IA Engineer – Semi Senior Adv

Location: Argentina

What you’ll be doing?

As a IA Engineer at DinoCloud, you will contribute to the design, development, training, and deployment of Machine Learning models and Generative AI solutions, working with LLMs, RAG architectures, and agentic AI systems. The role focuses on implementing real business use cases while collaborating closely with senior profiles and evolving solutions under defined technical guidelines.

  • Implement and optimize Generative AI solutions based on Large Language Models (LLMs) for enterprise use cases.
  • Develop Retrieval-Augmented Generation (RAG) architectures, including:
    • Document ingestion and preprocessing
    • Chunking and embedding strategies
    • Information retrieval and response generation
  • Integrate LLMs with external tools, APIs, databases, vector stores, and knowledge bases.
  • Collaborate in the development of agentic AI systems, contributing to:
    • Multi-step reasoning
    • Tool usage
    • Workflow automation
  • Develop predictive models and Machine Learning algorithms aligned with specific business needs.
  • Execute experiments and benchmarks across models, embeddings, and retrieval techniques, following established technical guidelines.
  • Apply feature engineering techniques to improve model performance and data quality.
  • Collaborate on the implementation of training and validation pipelines.
  • Perform exploratory and advanced data analysis, applying statistical techniques to identify:
    • Patterns
    • Correlations
    • Anomalies
  • Work with data processing and manipulation frameworks on structured and semi-structured data.
  • Collaborate on the design and implementation of end-to-end pipelines for model training and deployment.
  • Participate in deployment automation and the adoption of MLOps best practices.
  • Implement and maintain monitoring and observability tools for deployed models and AI systems.
  • Produce clear and structured technical documentation for implemented solutions.
  • Work closely with senior engineers, product teams, and business stakeholders to translate requirements into technical solutions.
  • Provide technical support to other teams when required, under the guidance of technical leaders.

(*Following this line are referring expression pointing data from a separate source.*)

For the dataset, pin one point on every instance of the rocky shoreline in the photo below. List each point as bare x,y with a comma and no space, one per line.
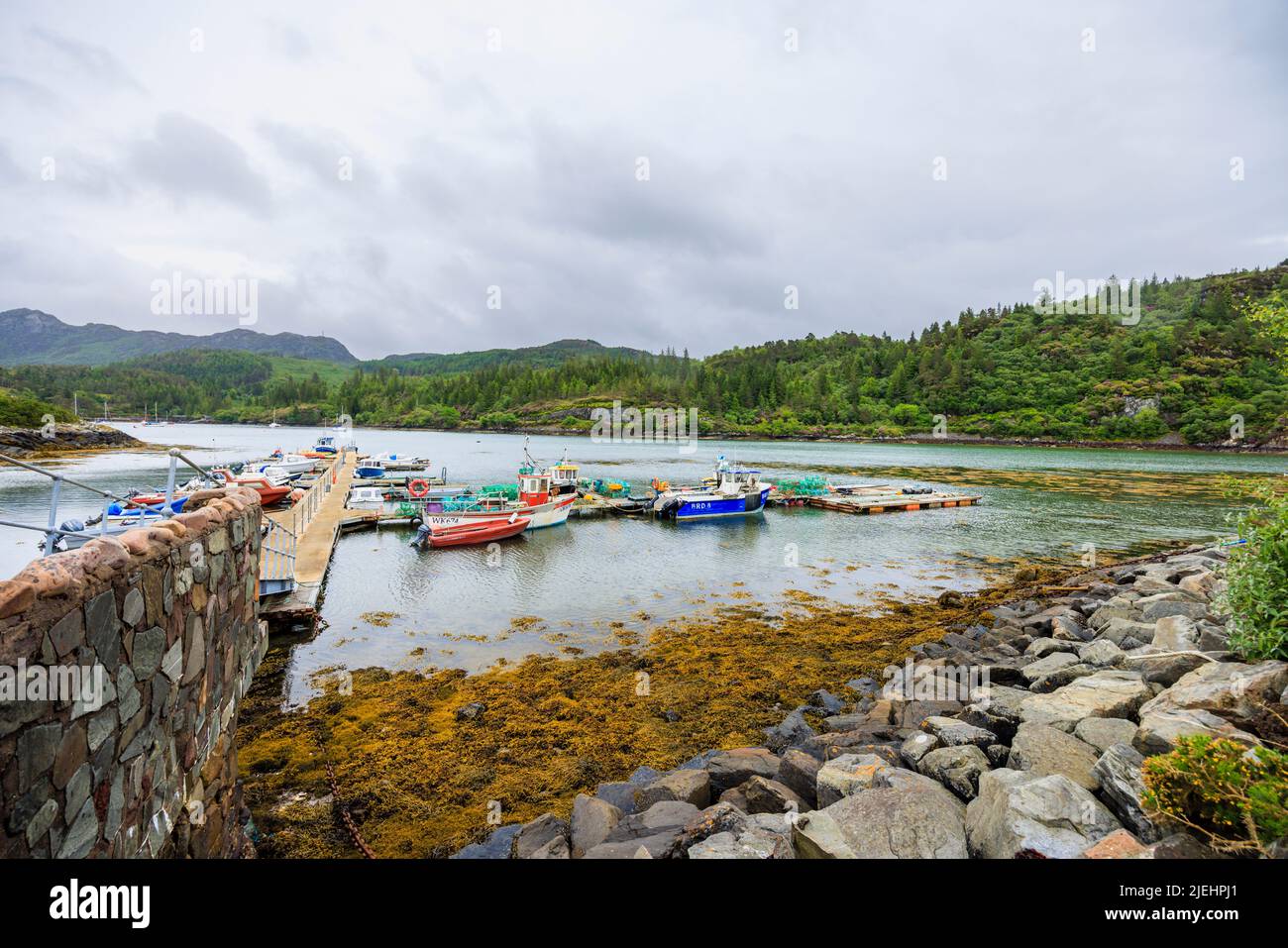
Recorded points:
34,442
1039,755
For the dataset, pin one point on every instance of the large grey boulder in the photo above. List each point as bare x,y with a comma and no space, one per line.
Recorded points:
1021,813
657,830
1122,788
912,818
799,771
1106,694
917,746
954,733
1042,750
1229,689
1041,648
691,786
957,768
1044,666
730,768
1163,668
996,708
771,796
752,844
791,732
1160,729
592,819
1103,653
1127,633
849,775
1176,634
1104,733
535,840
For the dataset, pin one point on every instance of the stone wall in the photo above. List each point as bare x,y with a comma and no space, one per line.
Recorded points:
147,767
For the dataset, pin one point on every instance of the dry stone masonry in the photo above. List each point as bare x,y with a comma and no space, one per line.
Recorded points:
147,766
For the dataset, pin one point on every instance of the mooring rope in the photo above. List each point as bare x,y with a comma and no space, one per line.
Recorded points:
348,819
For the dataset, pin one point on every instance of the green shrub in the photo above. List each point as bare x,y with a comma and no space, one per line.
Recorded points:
1233,794
1257,579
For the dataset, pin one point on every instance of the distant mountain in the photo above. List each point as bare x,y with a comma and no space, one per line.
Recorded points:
532,357
37,338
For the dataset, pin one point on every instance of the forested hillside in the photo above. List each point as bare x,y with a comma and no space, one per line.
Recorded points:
1184,369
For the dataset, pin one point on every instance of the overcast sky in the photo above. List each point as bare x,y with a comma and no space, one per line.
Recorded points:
498,145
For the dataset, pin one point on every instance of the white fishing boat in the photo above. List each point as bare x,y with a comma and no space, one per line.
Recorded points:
366,498
283,466
390,462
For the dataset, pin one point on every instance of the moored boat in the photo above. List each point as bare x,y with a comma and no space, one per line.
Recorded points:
737,493
472,533
287,464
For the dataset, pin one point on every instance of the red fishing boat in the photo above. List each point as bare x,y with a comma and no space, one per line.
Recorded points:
471,533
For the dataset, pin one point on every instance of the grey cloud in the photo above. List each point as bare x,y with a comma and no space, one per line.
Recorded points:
188,158
95,62
518,168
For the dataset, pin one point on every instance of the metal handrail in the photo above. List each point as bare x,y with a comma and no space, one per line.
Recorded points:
278,552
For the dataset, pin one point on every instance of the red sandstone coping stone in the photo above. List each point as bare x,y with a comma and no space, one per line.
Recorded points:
56,575
16,596
1119,845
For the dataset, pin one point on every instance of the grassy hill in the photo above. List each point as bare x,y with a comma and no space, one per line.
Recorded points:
35,338
537,357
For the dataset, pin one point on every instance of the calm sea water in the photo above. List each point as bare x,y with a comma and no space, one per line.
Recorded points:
599,582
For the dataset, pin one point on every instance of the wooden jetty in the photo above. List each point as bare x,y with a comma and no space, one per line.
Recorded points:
297,545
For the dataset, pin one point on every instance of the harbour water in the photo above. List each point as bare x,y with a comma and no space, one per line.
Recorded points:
603,582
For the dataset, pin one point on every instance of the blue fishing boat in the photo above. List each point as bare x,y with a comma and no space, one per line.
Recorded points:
735,493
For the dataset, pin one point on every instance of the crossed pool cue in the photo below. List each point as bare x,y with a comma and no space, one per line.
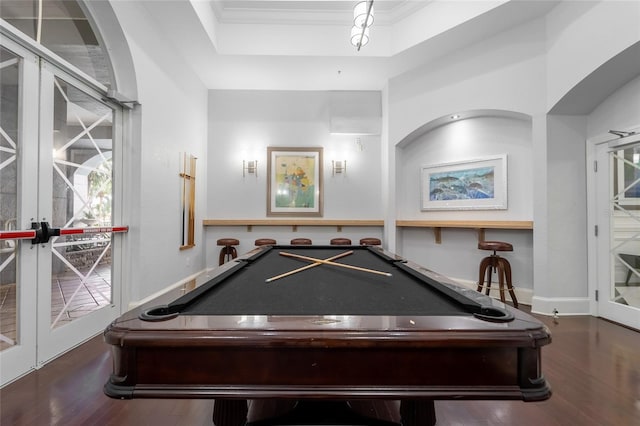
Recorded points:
318,262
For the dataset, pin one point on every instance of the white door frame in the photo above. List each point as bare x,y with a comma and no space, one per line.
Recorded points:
37,342
599,260
21,358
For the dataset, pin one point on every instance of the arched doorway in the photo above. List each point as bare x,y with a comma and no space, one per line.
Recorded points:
56,114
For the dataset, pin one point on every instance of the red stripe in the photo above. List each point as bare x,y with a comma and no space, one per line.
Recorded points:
94,230
16,235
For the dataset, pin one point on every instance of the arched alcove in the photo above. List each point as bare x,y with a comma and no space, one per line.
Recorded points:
468,136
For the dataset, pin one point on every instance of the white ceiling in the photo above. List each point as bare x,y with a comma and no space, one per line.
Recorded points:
304,45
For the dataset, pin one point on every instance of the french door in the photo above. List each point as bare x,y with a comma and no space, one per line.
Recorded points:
60,163
617,199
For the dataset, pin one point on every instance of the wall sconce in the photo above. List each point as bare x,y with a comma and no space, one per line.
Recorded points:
339,167
249,167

What would you need to succeed in this role?

  • Degree in Computer Science, Data Science, Systems Engineering, or equivalent professional experience.
  • Hands-on experience with Machine Learning and Artificial Intelligence, including:
    • LLMs and RAG architectures
    • NLP and/or Computer Vision
    • Deep Learning
    • Predictive modeling
  • Experience with data manipulation and processing frameworks.
  • Proficiency in Python, PyTorch, Jupyter, and basic knowledge of Apache Spark.
  • English level C1 (fluent reading and communication). A validation will be performed in the first step of the process.
It is a plus if you have:
  • AWS certifications related to data or AI (e.g., Data Engineer, AWS AI Practitioner).
  • Experience with Infrastructure as Code (Terraform and/or AWS CDK).
  • Basic knowledge of MLOps and cloud-based deployments.